Karen: I think if we don’t, as a society, figure out that line, we’re gonna have a massive increase in COVID cases. And then it’s gonna ripple right back into the healthcare industry. Like we just talked about how do you get the telehealth? How do you get people feel uncomfortable coming back into the doctor’s offices? And so, it becomes that vicious cycle.
Michael: Absolutely. Talking about this really does remind me of a lot of conversations around whether healthcare is reactive or proactive. And so much of this kind of conversation seems like this is how we can be more proactive to try to prevent more stuff coming in. So, breaking away from this for just a second, we’re, kinda, getting close to the end of the show, but I wanted to bring this up as, kind of, a deeper level topic because this is something that I think about quite a bit in terms of marketing and in terms of how we’re trying to guide people through a particular sales process or guide people through some, kind of, decision-making process.
There are bad actors that use these different tools, right? Whether they use marketing, whether they use behavioral economics, and, you know, how do you help define that line for people of, “Hey, this is a healthy way of using this set of tools,” versus, “this is not a healthy way of using these sort of tools?”
Karen: That is a great question because I would say gambling uses it to their advantage, not to yours. Even some retailers and grocery stores use it to their advantage not to yours, although not quite as bad as gambling. And so, we think that this is, you know, a bit of asymmetric paternalism. We wanna nudge you down a certain path, but we don’t wanna take your choice away. So, when we work with providers, or digital health companies, or whoever it is that’s trying to drive a behavior change, maybe there’s three other options that are less preferred, but you need to have them out there. And so, just make it a little bit harder to get them and feel click down. And so, think about where you want people… there’s pretty much situations where the right choice is essentially set, like how you have defaulting people into 401k savings or prescribing generic. For most situations, that’s best. So, you almost make that the default.
And there’s another thing called active choice, which is where you need people to choose A or B to move forward. And that’s where you can’t, as a society, say, “Yes. This is really good for everyone.” But, you know, between these two it’s to be good for everyone.

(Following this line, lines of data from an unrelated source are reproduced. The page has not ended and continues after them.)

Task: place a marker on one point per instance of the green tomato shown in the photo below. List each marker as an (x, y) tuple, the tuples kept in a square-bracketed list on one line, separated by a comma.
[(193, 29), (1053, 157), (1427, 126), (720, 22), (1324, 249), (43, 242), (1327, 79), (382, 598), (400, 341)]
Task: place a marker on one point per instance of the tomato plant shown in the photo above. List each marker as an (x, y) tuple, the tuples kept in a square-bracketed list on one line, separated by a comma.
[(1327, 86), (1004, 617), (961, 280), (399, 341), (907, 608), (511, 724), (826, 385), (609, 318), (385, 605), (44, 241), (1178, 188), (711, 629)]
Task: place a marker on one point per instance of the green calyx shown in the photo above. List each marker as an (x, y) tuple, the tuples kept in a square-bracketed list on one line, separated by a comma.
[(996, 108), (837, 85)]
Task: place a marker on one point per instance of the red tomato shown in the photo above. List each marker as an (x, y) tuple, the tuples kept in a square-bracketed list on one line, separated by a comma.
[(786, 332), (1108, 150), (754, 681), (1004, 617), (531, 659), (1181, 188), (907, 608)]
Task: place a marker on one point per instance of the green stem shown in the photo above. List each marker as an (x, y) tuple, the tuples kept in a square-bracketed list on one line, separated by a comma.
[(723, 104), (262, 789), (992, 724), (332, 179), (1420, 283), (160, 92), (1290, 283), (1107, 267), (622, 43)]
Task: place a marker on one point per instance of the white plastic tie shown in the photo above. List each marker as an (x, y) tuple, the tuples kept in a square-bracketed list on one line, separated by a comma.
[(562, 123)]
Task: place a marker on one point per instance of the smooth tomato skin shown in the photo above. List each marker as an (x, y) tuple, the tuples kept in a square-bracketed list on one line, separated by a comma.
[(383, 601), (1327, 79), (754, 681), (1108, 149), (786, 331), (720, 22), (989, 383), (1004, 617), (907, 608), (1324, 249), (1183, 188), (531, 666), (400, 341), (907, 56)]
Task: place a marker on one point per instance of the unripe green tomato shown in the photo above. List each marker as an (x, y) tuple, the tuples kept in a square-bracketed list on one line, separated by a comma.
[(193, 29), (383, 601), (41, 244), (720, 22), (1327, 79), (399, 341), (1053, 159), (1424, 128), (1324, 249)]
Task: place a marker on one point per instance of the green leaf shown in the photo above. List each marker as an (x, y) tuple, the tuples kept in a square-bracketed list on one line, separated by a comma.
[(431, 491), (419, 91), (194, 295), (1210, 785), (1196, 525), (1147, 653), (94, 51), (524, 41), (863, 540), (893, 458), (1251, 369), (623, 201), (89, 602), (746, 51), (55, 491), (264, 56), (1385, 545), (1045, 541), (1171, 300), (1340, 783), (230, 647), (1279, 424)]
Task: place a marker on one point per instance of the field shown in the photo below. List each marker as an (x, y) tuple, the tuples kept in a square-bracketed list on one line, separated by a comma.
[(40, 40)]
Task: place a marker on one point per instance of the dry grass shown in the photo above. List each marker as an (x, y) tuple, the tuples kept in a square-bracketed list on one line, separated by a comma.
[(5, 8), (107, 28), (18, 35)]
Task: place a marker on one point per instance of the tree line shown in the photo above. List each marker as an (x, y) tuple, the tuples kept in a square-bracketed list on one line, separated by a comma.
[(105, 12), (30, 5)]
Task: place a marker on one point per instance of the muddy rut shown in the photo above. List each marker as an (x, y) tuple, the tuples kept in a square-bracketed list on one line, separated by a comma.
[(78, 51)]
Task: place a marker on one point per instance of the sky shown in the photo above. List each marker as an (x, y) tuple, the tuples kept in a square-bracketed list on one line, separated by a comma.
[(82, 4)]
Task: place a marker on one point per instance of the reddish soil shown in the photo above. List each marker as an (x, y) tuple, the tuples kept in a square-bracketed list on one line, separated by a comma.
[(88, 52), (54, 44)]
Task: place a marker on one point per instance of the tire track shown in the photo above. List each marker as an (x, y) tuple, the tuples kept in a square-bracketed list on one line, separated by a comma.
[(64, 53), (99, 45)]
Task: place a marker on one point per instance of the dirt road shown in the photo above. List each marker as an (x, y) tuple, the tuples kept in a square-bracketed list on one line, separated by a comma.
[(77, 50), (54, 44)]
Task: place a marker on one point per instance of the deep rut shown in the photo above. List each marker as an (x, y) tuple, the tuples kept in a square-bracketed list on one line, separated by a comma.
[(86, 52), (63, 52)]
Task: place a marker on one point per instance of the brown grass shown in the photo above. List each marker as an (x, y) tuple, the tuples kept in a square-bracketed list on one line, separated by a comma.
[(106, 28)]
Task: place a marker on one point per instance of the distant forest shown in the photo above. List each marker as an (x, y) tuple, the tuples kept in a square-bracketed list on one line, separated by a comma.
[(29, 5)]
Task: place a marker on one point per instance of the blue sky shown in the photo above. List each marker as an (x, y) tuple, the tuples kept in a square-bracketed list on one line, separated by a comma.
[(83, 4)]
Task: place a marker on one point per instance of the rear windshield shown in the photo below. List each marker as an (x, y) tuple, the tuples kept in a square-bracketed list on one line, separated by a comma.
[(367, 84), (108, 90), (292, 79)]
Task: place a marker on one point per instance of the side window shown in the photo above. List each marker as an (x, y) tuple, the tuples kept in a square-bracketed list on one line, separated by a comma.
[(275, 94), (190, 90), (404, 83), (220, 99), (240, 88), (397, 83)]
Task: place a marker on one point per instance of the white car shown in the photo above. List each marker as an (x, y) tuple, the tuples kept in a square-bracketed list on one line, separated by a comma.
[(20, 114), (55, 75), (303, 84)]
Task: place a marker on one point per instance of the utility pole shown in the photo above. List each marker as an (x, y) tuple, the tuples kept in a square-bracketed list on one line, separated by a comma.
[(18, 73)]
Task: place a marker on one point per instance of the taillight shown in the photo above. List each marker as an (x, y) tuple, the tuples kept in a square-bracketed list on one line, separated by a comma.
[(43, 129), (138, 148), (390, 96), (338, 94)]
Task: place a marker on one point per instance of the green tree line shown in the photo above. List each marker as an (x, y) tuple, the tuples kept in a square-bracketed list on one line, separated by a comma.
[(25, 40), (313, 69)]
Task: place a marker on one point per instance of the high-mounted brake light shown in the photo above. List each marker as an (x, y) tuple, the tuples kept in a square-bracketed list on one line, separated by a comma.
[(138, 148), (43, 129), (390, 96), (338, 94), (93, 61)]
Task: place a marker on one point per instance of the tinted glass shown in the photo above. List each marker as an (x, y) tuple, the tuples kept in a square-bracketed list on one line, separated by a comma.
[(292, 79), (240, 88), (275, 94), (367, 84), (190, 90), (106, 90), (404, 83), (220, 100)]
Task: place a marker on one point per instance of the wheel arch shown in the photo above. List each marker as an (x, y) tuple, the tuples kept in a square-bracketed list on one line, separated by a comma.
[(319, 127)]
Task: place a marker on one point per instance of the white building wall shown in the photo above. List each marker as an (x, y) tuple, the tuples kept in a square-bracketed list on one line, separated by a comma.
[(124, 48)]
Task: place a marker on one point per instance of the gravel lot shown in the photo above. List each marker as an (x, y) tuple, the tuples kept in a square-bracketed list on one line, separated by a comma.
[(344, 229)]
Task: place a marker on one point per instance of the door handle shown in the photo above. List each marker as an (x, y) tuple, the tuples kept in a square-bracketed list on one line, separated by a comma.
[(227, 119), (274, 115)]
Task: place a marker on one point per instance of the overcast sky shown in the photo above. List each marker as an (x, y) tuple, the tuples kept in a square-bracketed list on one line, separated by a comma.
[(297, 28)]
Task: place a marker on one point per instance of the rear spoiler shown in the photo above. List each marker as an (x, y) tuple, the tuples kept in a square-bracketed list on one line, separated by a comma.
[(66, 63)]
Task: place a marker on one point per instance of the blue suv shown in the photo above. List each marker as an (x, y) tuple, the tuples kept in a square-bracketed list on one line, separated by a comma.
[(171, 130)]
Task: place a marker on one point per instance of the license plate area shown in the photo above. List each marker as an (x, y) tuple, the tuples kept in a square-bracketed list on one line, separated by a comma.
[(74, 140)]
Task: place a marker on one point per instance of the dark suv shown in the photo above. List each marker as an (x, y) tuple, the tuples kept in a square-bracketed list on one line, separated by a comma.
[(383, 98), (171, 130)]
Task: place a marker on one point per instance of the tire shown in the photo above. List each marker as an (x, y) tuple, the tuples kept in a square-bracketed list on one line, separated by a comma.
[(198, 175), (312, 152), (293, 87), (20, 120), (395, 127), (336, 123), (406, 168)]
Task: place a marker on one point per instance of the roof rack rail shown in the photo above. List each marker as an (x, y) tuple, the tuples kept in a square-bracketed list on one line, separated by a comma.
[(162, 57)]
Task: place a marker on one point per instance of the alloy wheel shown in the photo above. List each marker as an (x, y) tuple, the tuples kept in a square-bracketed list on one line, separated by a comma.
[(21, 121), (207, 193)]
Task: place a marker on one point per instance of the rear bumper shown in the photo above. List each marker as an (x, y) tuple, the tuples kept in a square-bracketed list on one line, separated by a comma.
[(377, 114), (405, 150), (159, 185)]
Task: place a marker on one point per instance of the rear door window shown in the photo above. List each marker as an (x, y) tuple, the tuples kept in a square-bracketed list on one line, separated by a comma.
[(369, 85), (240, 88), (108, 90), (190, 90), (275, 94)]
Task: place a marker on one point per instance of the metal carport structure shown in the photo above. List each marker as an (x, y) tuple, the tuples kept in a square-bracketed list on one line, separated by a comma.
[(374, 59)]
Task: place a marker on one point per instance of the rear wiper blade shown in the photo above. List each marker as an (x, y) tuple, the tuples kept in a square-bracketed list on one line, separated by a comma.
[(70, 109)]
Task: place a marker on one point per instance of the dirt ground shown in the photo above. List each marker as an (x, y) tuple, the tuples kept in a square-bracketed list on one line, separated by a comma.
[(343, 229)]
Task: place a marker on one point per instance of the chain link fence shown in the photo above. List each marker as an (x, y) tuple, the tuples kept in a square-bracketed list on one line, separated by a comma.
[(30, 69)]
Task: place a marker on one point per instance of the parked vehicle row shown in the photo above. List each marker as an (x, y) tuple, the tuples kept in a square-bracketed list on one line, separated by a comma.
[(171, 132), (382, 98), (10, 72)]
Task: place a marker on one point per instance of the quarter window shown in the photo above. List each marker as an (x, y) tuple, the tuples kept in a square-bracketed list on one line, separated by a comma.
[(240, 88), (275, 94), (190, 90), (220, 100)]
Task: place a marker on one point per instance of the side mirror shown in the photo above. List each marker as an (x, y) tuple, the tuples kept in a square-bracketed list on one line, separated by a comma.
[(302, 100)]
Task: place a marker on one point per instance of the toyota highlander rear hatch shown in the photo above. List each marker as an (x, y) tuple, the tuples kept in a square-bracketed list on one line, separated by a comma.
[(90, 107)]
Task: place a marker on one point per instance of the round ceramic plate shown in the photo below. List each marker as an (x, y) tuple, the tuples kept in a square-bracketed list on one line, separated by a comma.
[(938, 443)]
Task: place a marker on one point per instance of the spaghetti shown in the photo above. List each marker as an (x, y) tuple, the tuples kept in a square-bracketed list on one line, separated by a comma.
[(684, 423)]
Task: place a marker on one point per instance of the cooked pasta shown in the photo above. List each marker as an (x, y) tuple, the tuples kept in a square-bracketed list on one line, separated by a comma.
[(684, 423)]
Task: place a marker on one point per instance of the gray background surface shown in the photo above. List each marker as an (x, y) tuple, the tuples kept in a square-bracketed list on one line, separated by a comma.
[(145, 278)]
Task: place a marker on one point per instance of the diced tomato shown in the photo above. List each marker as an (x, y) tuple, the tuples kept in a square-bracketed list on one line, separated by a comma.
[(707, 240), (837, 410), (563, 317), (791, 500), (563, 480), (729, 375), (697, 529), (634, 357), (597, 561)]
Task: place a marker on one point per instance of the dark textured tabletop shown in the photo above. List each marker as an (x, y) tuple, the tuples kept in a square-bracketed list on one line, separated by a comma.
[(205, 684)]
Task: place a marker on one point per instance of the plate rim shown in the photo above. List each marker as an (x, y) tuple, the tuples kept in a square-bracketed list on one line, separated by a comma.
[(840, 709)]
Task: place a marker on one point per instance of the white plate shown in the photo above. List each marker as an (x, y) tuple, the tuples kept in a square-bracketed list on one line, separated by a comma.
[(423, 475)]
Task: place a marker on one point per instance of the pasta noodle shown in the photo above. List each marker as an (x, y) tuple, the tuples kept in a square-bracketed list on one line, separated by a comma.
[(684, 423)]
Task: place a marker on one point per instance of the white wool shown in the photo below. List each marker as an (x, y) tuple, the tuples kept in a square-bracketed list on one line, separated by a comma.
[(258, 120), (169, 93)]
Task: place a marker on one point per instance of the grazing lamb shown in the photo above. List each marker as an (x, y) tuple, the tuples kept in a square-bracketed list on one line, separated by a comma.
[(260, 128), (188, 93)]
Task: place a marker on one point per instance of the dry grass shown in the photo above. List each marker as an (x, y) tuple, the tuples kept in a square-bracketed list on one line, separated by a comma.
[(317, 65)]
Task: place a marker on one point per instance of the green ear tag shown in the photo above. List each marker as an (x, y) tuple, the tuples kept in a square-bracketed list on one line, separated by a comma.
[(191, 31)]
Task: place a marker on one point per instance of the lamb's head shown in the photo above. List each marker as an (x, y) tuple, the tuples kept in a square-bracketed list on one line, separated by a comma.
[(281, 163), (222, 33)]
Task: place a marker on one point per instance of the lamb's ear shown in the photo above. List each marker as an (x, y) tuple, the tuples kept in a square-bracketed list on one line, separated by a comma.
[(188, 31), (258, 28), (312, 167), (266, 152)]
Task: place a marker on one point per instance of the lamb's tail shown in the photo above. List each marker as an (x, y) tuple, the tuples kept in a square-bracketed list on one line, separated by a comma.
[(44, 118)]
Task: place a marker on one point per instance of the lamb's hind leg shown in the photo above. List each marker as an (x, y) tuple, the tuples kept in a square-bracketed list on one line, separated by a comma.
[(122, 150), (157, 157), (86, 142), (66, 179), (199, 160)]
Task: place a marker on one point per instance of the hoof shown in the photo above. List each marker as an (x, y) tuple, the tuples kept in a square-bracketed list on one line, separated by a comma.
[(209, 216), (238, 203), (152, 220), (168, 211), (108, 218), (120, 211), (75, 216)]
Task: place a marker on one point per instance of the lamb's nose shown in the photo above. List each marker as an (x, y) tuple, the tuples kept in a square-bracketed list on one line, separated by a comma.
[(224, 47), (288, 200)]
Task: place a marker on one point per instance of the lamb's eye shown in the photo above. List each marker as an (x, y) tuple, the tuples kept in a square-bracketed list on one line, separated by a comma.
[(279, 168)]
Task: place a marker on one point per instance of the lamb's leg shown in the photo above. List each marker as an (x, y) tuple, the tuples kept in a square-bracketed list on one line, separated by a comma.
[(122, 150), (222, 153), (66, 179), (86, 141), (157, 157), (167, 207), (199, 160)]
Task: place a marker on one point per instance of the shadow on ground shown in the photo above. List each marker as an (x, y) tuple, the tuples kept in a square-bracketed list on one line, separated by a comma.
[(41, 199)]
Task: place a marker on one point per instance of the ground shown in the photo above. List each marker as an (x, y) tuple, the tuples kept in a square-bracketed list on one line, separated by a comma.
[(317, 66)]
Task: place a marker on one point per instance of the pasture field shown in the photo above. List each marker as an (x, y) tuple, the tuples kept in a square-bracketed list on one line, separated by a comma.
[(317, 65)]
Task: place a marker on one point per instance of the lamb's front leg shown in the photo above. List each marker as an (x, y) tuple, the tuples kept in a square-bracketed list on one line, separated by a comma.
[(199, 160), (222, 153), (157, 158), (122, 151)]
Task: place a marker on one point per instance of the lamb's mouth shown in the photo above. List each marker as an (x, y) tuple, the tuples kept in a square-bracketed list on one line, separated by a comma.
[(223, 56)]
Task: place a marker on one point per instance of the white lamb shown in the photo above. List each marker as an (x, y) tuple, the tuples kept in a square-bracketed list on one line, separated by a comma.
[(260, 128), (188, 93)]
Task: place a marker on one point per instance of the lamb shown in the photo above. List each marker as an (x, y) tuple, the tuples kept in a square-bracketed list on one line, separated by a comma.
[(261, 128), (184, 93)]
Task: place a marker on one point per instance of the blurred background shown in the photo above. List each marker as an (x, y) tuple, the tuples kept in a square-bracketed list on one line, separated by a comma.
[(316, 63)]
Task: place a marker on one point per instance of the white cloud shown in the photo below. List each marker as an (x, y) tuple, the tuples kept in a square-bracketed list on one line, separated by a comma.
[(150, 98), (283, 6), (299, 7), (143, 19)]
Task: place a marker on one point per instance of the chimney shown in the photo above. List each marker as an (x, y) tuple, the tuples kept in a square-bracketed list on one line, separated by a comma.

And so, nudge them in that way. And then there’s the third, which would be really needs to be microset. So, you just have a longer list. And so, you’re going back to the question around how do you use this for good in healthcare if you make the right path the easy path that nudges people, and if you use the common language, that helps people make the right decision.
Michael: Absolutely. I have so many other things I could talk to you about, Karen, but I wanna be respectful of everybody’s time, and wrap up for the day. But I think that this is a lot of conversations that I’m having with folks in, sort of, other areas of healthcare, this kind of topic keeps coming back up. How do we make the easy choice the right choice because there’re so many things like… And this can go into so many other areas where you have like things like social determinants of health. Like if there’s not good food in that area, people are gonna have bad health over the long-term. It’s just, you know, we’re just seeing that over and over. So, I think that there’s a lot more to unpack in this area and it’ll impact, certainly a lot of current problems that we’re facing. So, again, thank you so much for coming on the show. I love the topic and it was a pleasure talking with you.
Karen: It is great to be here. A great discussion.
Michael: And thanks for listening, everybody. Have a great week.